De todos modos, siempre hay alguien que está peor dentro de lo malo: los ovetenses.
Una mirada, por ejemplo, a los presupuestos de Cultura permite lecturas luminosas.
Los dineros del Gobierno central a la Ópera de Oviedo bajan un 10 por ciento, mientras que los de Sevilla suben. Por cierto ¿por qué no dicen nada los directivos de la Ópera de Oviedo? Llueve sobre mojado y desde todas las administraciones socialistas, porque el Oscar Mayer, que ni existe, recibe 800.000 euros del Principado, mientras que a la ópera del Campoamor, una de las tres históricas de España, apenas le llegarán 240.000 euros. Bueno, ahí está la Laboral drenando fondos según el conocido método del divide y vencerás... y vencerás a Oviedo. Y qué decir de los conciertos del Auditorio: ni un euro de ZP, mientras que llueve dinero para programas equivalentes de Santander, Bilbao, Granada, Barcelona o La Coruña.
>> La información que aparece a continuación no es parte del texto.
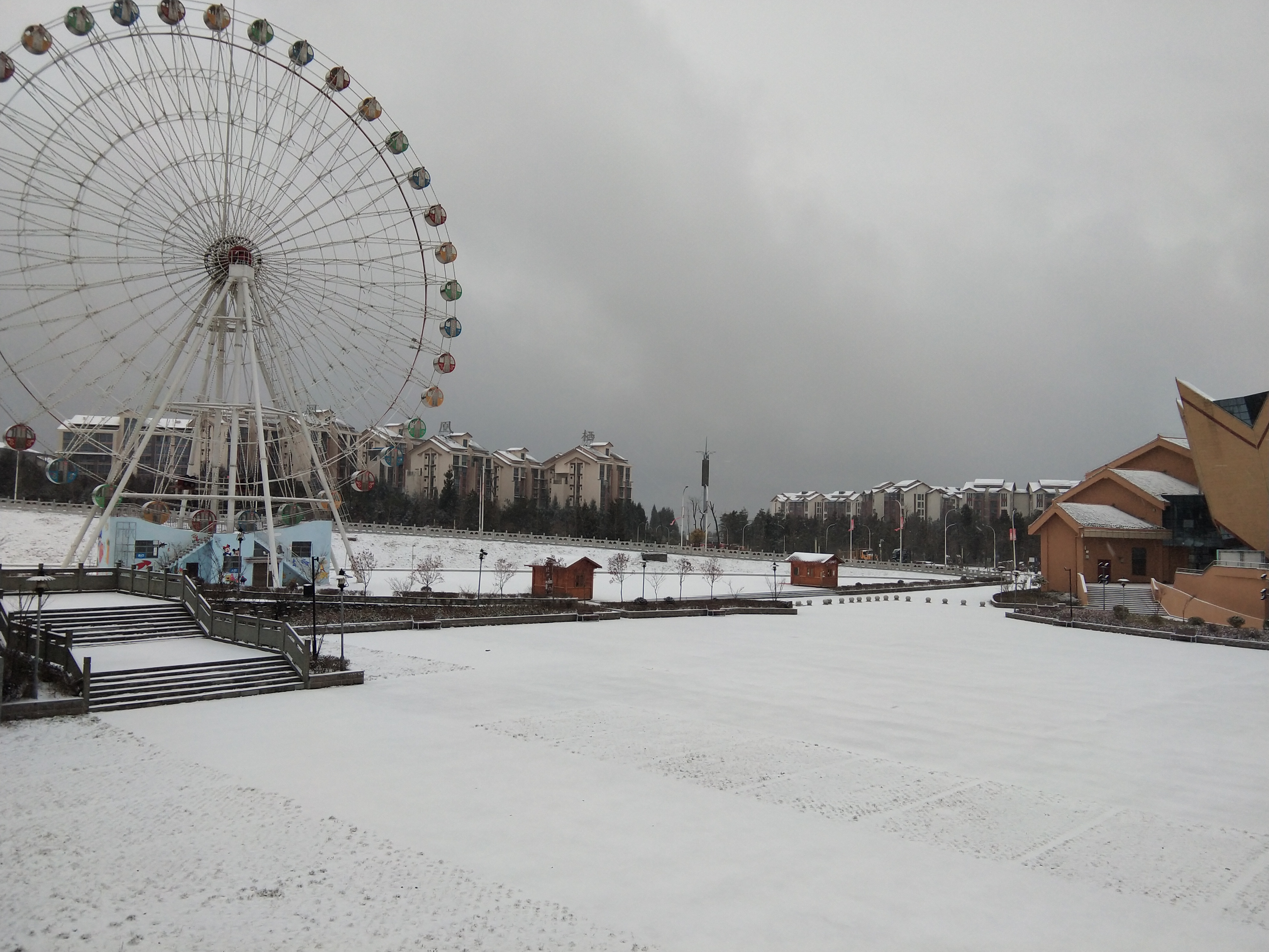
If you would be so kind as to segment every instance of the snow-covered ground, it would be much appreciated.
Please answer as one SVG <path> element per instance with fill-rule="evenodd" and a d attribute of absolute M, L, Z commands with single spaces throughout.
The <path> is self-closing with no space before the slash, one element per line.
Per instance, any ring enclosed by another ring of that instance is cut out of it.
<path fill-rule="evenodd" d="M 1260 949 L 1269 652 L 950 597 L 0 729 L 0 948 Z"/>
<path fill-rule="evenodd" d="M 74 513 L 53 513 L 37 509 L 22 509 L 0 506 L 0 564 L 36 565 L 47 562 L 61 565 L 62 556 L 70 542 L 79 532 L 82 515 Z M 532 572 L 527 567 L 530 562 L 541 561 L 548 556 L 567 564 L 589 556 L 603 566 L 615 555 L 612 548 L 586 548 L 574 545 L 551 545 L 544 542 L 511 542 L 495 538 L 470 538 L 470 537 L 435 537 L 435 536 L 404 536 L 396 533 L 358 532 L 352 542 L 354 552 L 368 551 L 374 555 L 378 569 L 371 575 L 371 594 L 392 594 L 392 580 L 407 583 L 410 579 L 410 566 L 416 565 L 425 556 L 434 555 L 440 559 L 444 566 L 442 579 L 433 588 L 445 592 L 476 590 L 480 581 L 483 592 L 496 589 L 494 566 L 499 560 L 506 560 L 515 566 L 515 575 L 506 583 L 506 594 L 525 593 L 532 583 Z M 343 545 L 336 538 L 336 560 L 344 560 Z M 487 552 L 485 567 L 480 569 L 480 551 Z M 645 595 L 648 599 L 674 595 L 679 598 L 679 576 L 674 562 L 680 555 L 670 550 L 669 562 L 650 562 L 647 565 L 647 583 L 645 585 L 642 575 L 642 557 L 640 552 L 631 551 L 631 575 L 624 584 L 608 575 L 607 571 L 595 574 L 595 598 L 600 600 L 615 602 L 619 598 L 636 598 Z M 689 555 L 689 561 L 694 566 L 694 572 L 687 575 L 683 581 L 681 593 L 687 598 L 704 597 L 711 593 L 709 583 L 700 576 L 700 567 L 706 562 L 706 556 Z M 769 595 L 772 592 L 772 564 L 760 562 L 753 559 L 720 559 L 725 576 L 713 585 L 713 594 L 727 597 L 731 594 L 758 594 Z M 480 576 L 477 579 L 477 576 Z M 789 570 L 787 565 L 779 565 L 777 580 L 780 594 L 798 597 L 811 594 L 812 589 L 798 589 L 788 585 Z M 920 571 L 893 571 L 886 569 L 863 569 L 858 566 L 843 566 L 838 579 L 843 584 L 853 581 L 877 583 L 893 581 L 896 579 L 939 579 L 945 580 L 945 575 L 933 575 Z M 415 584 L 415 588 L 419 588 Z"/>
Como esto, todo lo demás, desde la jibarización del Museo de Bellas Artes frente a los faraónicos tinglados promovidos en otras ciudades asturianas hasta el Museo Arqueológico de Oviedo, que lleva un año terminado y no hay ni pistas de que alguna vez vuelva a abrir sus puertas, incluida la principal, que desapareció misteriosamente. ¿Quién la tiene en su chalet, mansión o fortaleza gótica?